Vertikutierer und Rasenlüfter sind relativ selbsterklärend. Zum Lüften von Rasen gibt es auch geeignete Schuhe, diese Nagelschuhe können über die normalen Schuhe gezogen werden. Bei allen Geräten mit Kabel besteht grundsätzlich die Gefahr, dieses zu überfahren oder zu zerschneiden. Benzin- oder akkubetriebene Geräte stellen je nach Gartengröße eine gute Alternative dar. Sofern es sich um ein kleines Grundstück handelt, können Gartenbesitzer aber auch problemlos manuelle Geräte verwenden.

Rasentrimmer mit Faden sind in der Wartung aufwändiger, denn die Fadenspule muss ausgetauscht werden, wenn sie leer ist. Fertig gewickelte Spulen sind dabei teurer als den Faden selbst aufzuwickeln. Rasentrimmer sollten grundsätzlich nach der Nutzung grob gereinigt und gelegentlich auch richtig saubergemacht werden.

Bei Vertikutierern gilt, wie auch bei Rasenmähern: Benziner sind wartungsintensiver.

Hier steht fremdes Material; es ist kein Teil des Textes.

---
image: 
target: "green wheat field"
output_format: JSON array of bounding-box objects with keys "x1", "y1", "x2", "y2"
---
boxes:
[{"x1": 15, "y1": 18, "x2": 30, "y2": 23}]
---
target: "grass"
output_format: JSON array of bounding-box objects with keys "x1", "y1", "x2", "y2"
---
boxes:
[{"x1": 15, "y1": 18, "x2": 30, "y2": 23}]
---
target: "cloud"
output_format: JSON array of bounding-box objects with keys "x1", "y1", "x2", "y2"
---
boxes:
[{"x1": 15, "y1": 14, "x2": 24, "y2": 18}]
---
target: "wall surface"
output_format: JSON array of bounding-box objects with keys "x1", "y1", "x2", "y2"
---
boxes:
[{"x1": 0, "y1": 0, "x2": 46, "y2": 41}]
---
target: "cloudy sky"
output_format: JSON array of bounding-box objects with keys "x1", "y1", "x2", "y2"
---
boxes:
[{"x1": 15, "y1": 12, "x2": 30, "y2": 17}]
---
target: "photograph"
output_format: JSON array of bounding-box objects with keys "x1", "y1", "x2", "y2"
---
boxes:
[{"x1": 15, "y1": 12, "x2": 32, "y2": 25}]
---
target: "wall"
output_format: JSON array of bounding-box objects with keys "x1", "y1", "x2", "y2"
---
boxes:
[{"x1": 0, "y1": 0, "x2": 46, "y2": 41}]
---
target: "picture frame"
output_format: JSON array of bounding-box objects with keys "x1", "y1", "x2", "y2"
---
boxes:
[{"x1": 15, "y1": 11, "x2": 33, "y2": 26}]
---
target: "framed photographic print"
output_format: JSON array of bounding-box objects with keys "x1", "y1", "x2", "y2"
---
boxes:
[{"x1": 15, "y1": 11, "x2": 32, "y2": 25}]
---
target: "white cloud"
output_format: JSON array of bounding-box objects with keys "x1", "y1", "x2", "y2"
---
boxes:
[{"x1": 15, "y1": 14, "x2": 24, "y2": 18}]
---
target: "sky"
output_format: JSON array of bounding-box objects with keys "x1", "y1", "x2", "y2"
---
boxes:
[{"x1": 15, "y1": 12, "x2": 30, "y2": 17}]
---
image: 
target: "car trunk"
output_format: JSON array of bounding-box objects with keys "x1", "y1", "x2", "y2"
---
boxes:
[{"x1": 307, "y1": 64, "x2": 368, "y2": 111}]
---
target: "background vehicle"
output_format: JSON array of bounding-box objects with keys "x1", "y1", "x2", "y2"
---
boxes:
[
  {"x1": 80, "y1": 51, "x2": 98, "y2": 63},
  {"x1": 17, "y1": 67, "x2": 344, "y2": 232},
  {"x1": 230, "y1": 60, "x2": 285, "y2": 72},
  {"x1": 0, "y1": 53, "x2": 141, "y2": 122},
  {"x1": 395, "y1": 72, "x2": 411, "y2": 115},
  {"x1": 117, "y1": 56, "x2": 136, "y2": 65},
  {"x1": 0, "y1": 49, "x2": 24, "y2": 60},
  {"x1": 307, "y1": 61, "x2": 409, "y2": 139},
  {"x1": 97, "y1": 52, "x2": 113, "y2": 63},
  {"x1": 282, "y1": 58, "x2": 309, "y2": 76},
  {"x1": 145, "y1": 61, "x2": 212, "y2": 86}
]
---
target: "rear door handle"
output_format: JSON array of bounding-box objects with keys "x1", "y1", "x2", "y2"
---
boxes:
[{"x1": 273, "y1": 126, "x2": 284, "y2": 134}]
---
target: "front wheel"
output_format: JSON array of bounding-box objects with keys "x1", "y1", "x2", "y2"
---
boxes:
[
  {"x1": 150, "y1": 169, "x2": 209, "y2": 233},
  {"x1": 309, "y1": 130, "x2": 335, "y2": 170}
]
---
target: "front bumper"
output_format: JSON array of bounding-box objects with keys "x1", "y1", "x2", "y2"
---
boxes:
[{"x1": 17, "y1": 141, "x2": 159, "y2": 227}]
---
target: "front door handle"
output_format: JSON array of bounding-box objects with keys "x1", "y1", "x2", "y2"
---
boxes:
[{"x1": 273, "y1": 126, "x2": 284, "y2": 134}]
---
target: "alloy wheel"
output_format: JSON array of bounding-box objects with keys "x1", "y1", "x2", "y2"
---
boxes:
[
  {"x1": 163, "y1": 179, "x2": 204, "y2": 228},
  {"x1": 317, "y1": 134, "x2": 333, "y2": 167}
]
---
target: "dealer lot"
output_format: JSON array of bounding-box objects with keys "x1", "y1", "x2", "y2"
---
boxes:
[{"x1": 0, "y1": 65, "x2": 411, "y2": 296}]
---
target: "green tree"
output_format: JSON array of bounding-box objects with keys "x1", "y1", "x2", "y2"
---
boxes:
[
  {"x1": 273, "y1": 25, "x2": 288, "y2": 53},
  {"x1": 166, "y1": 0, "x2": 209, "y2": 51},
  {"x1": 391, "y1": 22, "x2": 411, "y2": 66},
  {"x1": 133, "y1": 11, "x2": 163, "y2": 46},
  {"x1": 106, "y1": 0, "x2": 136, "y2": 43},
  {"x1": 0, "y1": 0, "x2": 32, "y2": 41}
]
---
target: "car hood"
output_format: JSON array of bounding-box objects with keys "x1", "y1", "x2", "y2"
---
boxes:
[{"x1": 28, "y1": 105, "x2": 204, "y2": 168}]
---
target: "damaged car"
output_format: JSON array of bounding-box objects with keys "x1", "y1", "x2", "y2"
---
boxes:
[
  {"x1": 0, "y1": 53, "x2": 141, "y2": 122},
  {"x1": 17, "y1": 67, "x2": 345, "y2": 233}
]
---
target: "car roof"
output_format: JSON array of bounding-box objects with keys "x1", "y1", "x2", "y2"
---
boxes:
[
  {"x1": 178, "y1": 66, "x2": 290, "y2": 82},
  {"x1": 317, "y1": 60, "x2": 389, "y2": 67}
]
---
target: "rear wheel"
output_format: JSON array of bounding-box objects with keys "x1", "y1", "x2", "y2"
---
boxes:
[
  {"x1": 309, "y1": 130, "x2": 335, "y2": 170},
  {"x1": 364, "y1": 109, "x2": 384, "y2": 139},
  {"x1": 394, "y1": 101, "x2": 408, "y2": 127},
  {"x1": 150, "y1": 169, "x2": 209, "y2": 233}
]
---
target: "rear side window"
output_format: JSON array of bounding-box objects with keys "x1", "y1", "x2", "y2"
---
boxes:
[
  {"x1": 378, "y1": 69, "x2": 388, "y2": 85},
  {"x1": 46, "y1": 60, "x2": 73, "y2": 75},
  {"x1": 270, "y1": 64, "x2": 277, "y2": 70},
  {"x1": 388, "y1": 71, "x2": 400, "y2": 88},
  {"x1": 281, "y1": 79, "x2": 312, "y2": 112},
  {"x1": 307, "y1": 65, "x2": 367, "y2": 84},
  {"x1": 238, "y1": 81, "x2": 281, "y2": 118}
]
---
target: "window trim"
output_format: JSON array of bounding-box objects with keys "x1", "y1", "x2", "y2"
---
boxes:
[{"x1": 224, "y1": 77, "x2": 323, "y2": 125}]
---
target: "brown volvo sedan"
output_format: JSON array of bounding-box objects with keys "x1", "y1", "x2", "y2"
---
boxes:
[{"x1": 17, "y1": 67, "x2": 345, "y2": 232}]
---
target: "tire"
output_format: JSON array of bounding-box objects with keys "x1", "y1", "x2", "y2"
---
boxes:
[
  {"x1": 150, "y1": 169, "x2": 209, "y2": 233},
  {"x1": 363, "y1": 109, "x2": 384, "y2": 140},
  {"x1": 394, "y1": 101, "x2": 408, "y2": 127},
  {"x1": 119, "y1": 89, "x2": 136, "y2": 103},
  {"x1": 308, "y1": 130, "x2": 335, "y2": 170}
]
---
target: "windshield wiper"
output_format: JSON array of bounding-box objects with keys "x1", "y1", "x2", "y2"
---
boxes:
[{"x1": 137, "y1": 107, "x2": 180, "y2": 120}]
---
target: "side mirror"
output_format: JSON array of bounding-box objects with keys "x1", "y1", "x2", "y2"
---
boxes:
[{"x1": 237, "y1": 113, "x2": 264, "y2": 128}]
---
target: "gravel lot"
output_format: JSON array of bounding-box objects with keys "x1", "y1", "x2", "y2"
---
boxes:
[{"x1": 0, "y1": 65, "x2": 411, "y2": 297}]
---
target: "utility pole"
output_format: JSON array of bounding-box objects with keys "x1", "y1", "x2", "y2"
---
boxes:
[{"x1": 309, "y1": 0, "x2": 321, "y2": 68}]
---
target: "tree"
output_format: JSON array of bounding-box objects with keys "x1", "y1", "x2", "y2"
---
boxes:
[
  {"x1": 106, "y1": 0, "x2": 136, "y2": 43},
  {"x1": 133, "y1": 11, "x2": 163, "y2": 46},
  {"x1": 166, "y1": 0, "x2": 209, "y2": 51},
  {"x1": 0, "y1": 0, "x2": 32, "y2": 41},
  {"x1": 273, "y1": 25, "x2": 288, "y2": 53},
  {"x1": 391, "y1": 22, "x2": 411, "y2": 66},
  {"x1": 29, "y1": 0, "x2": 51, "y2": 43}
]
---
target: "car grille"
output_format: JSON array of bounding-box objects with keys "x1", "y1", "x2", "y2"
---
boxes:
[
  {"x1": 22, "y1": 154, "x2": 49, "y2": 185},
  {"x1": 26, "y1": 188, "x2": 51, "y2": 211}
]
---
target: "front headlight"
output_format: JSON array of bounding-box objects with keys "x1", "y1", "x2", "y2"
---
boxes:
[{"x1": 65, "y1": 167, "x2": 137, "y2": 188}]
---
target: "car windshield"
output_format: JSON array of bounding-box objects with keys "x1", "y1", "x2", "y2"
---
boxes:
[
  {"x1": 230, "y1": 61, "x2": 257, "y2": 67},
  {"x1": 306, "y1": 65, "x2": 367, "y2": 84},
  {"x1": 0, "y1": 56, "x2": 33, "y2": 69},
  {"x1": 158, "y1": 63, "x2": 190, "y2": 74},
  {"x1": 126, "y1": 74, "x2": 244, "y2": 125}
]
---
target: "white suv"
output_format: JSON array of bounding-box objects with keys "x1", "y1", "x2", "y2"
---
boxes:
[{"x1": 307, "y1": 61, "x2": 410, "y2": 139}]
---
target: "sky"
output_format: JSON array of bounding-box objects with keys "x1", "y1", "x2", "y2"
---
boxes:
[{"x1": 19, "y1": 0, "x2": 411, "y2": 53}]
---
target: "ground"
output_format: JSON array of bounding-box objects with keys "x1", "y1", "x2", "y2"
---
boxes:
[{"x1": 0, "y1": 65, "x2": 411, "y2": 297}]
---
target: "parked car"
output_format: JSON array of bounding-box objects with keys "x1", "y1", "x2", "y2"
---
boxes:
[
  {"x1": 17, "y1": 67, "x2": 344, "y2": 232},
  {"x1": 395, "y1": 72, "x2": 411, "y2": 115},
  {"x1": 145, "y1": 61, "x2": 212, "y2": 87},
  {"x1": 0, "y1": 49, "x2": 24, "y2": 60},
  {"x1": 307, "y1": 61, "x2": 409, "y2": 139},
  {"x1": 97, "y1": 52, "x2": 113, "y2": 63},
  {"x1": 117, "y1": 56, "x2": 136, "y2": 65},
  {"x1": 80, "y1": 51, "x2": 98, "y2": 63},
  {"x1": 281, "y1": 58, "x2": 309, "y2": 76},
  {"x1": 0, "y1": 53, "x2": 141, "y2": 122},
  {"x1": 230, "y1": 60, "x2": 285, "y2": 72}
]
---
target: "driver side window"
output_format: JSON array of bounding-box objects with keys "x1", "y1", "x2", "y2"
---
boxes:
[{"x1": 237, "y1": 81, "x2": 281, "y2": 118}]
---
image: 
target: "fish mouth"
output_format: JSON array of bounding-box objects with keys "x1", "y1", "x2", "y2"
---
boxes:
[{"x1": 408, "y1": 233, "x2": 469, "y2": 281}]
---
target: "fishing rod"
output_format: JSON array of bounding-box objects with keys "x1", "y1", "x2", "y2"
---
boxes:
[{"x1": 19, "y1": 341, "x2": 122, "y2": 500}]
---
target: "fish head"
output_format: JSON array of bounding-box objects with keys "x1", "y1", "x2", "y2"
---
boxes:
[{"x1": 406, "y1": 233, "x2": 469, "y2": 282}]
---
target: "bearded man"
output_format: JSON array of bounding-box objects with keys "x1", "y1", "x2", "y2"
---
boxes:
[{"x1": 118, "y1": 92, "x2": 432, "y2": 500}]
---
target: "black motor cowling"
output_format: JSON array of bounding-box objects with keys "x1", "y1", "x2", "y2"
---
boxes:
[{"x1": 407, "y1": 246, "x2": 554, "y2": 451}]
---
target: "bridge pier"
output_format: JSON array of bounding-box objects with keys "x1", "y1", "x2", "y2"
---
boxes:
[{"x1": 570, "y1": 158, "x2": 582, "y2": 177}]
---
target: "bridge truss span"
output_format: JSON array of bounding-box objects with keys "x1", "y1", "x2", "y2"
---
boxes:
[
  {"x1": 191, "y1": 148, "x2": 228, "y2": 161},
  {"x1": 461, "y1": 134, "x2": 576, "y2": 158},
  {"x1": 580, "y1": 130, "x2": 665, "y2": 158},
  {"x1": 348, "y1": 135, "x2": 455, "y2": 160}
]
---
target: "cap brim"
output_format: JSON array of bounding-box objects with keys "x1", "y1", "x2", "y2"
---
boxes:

Bei Akku-Geräten hängt die Arbeitsdauer von der Akkulaufzeit ab, Kabel-Vertikutierer bergen die Gefahr, das Kabel zu überfahren.

Rasenkanten sollten alle paar Wochen außerdem abgestochen werden, so geht auch das Schneiden schneller. Hierfür gibt es spezielle Rasenkantenstecher.